Countless books have been published on the sad state of customer service and how to improve it. Among them is Be Your Customer’s Hero by Adam Toporek of CTS Service Solutions, an Altamonte Springs company that does customer service training and workshops.

Toporek compiled a list of “Seven Service Triggers”—business behaviors that drive customers bananas. No. 1: Being ignored.

You can imagine the big-box CEO thinking, “OK, they want attention, we’ll give them attention. We’ll put it in our employee training manual: every customer must be greeted upon entering the store.” The result was predictable: a greeting with all the spontaneity and warmth of an IRS audit.

Toporek is a believer in greetings but only if done well. “They can be very useful but they need to be authentic.’’ This year Walgreens terminated a program requiring checkout clerks to cheerily urge customers to “Be well!” on their way out. “It came across as forced,” Toporek says. “Like, ‘Here’s your cigarettes—be well.’ ”

Walgreens spokesman Michael Polzin says “Be well” ended after two years because it had achieved the goal of reinforcing the company’s “At the corner of happy and healthy” branding initiative. Employees are still required to greet customers but are free to improvise an alternative to “Welcome to Walgreens.”
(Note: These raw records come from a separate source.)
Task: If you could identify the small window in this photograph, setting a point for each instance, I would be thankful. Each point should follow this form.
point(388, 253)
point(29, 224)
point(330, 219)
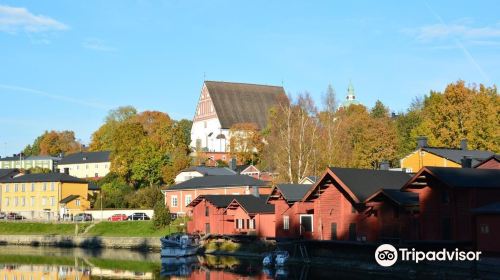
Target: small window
point(485, 229)
point(174, 201)
point(445, 197)
point(286, 222)
point(252, 224)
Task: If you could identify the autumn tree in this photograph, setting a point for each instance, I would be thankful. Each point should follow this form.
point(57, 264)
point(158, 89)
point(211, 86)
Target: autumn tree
point(291, 137)
point(462, 112)
point(245, 142)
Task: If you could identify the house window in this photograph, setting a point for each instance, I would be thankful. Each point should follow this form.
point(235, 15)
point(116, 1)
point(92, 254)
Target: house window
point(239, 224)
point(445, 197)
point(252, 224)
point(187, 199)
point(485, 229)
point(286, 222)
point(174, 201)
point(306, 223)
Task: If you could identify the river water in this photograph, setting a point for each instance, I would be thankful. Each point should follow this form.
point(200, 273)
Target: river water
point(31, 263)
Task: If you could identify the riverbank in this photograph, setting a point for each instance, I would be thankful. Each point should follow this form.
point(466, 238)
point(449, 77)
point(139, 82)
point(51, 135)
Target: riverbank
point(101, 229)
point(135, 235)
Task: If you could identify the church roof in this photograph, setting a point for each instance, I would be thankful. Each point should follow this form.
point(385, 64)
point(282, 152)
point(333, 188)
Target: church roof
point(243, 103)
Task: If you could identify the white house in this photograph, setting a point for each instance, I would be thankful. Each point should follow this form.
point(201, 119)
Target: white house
point(223, 104)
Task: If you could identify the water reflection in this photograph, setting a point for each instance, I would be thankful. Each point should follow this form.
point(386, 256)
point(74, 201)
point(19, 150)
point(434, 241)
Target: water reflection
point(30, 263)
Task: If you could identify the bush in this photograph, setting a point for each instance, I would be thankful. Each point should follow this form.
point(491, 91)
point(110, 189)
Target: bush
point(162, 217)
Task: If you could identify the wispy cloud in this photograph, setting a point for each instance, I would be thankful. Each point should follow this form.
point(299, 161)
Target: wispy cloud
point(97, 45)
point(460, 31)
point(17, 19)
point(16, 90)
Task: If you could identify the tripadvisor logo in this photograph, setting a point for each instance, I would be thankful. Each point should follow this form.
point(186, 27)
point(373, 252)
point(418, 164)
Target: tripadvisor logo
point(387, 255)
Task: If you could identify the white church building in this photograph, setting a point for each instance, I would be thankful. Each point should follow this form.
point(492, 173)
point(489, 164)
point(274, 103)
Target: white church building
point(223, 104)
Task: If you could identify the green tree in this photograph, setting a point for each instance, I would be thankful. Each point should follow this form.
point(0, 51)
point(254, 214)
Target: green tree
point(379, 110)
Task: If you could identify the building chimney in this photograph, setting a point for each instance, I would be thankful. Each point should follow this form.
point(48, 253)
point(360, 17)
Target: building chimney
point(232, 164)
point(463, 144)
point(421, 142)
point(384, 165)
point(466, 162)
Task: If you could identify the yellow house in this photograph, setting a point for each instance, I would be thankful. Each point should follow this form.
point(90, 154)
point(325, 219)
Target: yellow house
point(44, 196)
point(86, 164)
point(443, 157)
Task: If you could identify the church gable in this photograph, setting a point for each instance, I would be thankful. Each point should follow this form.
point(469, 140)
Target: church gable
point(243, 103)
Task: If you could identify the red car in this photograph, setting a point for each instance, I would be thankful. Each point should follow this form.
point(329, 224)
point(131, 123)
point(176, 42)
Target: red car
point(117, 217)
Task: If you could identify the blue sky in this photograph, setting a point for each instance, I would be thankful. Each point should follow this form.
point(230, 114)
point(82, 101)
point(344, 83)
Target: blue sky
point(64, 64)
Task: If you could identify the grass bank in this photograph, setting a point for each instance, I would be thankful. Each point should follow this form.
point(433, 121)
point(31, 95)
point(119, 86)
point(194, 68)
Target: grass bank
point(129, 229)
point(110, 229)
point(18, 228)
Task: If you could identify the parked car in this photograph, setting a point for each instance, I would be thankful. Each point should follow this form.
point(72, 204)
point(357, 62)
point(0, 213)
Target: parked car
point(138, 216)
point(82, 217)
point(118, 217)
point(15, 216)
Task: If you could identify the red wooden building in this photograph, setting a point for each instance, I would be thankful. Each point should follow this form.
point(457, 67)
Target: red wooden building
point(394, 210)
point(208, 214)
point(231, 214)
point(447, 197)
point(339, 211)
point(178, 196)
point(487, 225)
point(288, 208)
point(251, 215)
point(492, 162)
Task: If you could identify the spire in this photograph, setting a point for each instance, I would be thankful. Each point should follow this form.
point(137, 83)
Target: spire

I’m happy to report that things seem to be loosening up a bit at Walgreens. On a recent visit I saw customers streaming in, some strolling right by the cash register, without so much as a glance from the store clerk. Instead of the startling “WELCOME!,” I was greeted with a mumbled “welcometowalgreens.”

Three years ago Walmart moved its iconic greeters from outside store entrances to high-traffic areas inside to better serve the people who needed help finding stuff in the cavernous space. Sad as it was to no longer be met by Gramps with “a cart and a smile,” it seemed like a sensible tradeoff—and long overdue.

Truth is, I don’t need or want to be greeted when entering a store. I want to be left alone to shop—until I need help. You will not have me at hello. You will have me at, “Excuse me, Sir, you look lost. Can I help you find something?”

I can’t tell you last time I heard this—sometime before the recession—but I can tell you the last time I didn’t: My last trip to Walmart. 

As expected, there was no one outside waiting to greet me. But it was disappointing not to find any of the promised helpers roaming the aisles. I walked past five employees who saw me and said nothing, even when I paused and did my killer impression of “man in need of help.”

After a while I began to feel like Bruce Willis in The Sixth Sense who was invisible and could not get anyone’s attention. I finally got assurance that I was visible when a female clerk in electronics smiled at me.

In June, Walmart announced a pilot program returning greeters to entrances of about 300 stores, along with “asset-protection customer specialists” (i.e. security guards) to check customer receipts to cut down on “asset theft.’’

After receiving no help shopping despite doing everything short of tackling an employee, I paid for my bag of kale, coffee creamer, and a $10 pair of sunglasses and strolled toward the exit. As I passed the threshold a musical chime sounded and a security guard stepped into my path.

“Excuse me, sir, may I see your receipt?”

If this is the new welcome, I’d rather be ignored.